Rwanda is now often described as a “development model”, even if malnutrition lingers in the countryside, but that dry phrase fails to begin to do it justice.
CEOs the world over seeking ways to boost their organizations’ productivity could do worse than take a look at the new Rwandan concept of imihigo. An essentially untranslatable Kinyarwanda word, it’s usually rendered as “performance contract”; sometimes just “goal” or “target”.
But signed imihigos carry far greater moral force and, increasingly prevalent in the public sector in Rwanda, they indicate an utterly unshakeable determination to succeed in one’s objective, come what may. And the spirit of imihigo seems visible in every immaculately manicured public garden, every mown verge, every neatly painted kerbstone, every storm drain into which not so much as a cigarette butt has been dropped.
Kigali must be one of the most litter-free cities in the world.
This all stems, Rwandans indicate, from their feeling that not much short of total perfection can atone for the country’s history and ensure it will be remembered for something other than the genocide. “We want to turn this whole country into a garden,” one Rwandan Red Cross worker told me.
The new dispensation, to outsiders at least, looks simple: the genocide is remembered, memorialized, even to an extent relived during regular commemorations.
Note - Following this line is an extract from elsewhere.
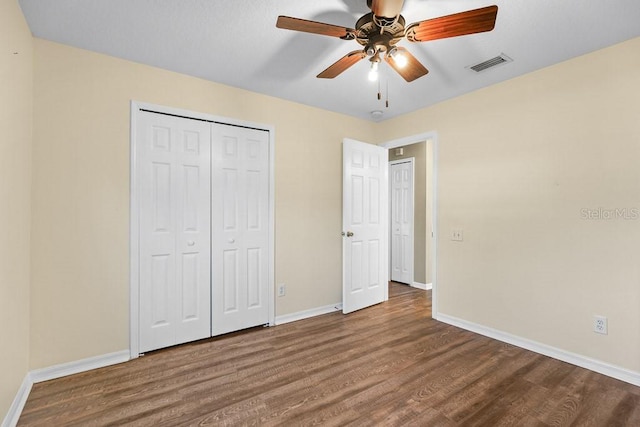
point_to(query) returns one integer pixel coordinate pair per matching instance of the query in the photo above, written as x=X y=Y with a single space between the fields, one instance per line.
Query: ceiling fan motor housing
x=376 y=38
But as an act of will, the old “tribal” distinctions between Hutu and Tutsi, which Rwandans regard as largely colonial creations anyway, are to be forgotten, expunged, once and for all.
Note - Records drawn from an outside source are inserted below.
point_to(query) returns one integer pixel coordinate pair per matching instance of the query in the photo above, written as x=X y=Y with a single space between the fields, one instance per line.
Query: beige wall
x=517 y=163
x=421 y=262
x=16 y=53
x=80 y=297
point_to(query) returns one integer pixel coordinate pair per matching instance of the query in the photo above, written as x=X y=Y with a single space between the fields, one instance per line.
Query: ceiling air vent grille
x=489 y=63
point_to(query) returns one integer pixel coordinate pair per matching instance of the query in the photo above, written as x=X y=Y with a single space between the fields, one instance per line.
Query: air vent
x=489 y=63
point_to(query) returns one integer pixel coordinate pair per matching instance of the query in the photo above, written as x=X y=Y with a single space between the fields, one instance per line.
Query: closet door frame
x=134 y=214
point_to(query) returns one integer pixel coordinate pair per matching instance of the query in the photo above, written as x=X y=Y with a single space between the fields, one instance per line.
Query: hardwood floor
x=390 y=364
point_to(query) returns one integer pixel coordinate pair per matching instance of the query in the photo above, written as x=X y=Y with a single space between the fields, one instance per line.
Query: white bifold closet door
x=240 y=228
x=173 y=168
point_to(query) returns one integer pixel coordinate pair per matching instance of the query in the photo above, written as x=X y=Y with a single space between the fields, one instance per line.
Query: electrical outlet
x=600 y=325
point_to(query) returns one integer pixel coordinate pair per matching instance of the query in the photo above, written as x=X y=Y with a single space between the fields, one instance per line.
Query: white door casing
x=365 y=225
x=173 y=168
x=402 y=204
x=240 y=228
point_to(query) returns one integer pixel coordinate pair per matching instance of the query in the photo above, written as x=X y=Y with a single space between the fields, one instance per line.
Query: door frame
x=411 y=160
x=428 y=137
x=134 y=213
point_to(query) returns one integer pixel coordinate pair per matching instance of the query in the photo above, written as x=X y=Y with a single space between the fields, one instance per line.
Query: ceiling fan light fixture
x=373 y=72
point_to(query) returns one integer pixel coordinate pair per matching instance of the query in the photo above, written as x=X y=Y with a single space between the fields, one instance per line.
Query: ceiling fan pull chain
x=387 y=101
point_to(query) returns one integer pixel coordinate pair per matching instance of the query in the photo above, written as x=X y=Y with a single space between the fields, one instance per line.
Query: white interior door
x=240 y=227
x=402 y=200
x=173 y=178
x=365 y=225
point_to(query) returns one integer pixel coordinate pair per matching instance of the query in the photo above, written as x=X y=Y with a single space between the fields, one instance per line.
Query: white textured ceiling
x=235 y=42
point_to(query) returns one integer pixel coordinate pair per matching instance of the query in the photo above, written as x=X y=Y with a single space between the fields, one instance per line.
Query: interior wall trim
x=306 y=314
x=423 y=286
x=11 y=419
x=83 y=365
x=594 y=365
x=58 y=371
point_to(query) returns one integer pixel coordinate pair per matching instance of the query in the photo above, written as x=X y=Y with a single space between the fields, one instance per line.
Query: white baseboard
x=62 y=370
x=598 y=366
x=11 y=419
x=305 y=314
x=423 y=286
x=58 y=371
The Rwanda Red Cross (RRC) plays a typically eclectic role in all this. In one branch I visited, Kayonza in the east of the country, they do everything from reforestation to renovation of water sources, from helping people deal with wild animals straying from the Akagera national park on the Tanzanian border to – one of the branch’s proudest boasts – zebra crossings.
They are also still very actively dealing with the legacy of genocide.
The RRC began work with tracing and what are called in the jargon “OVC” – orphans and other vulnerable children – when Rwanda’s new era started in 1994, assisting nearly 9,000 OVC in a variety of ways in 2008 alone, according to the society’s annual report. More than 600, for example, got RRC vocational training in tailoring, carpentry, cooking, mechanics and – in what is still a poor country where broken electrical appliances have to be fixed if possible – soldering.
“Even if you weren’t there during the genocide you still feel the trauma,” the branch president, Anita Mutesi, told me. Young children, she explains, somehow absorb the trauma of their parents, including the children of people who took part in the killing, who are cared for equally.
The Red Cross message, delivered mainly in schools where it undertakes psychosocial work, is simple: “We teach them how to live together,” says Mutesi, “telling them ‘we are all Rwandans now’.”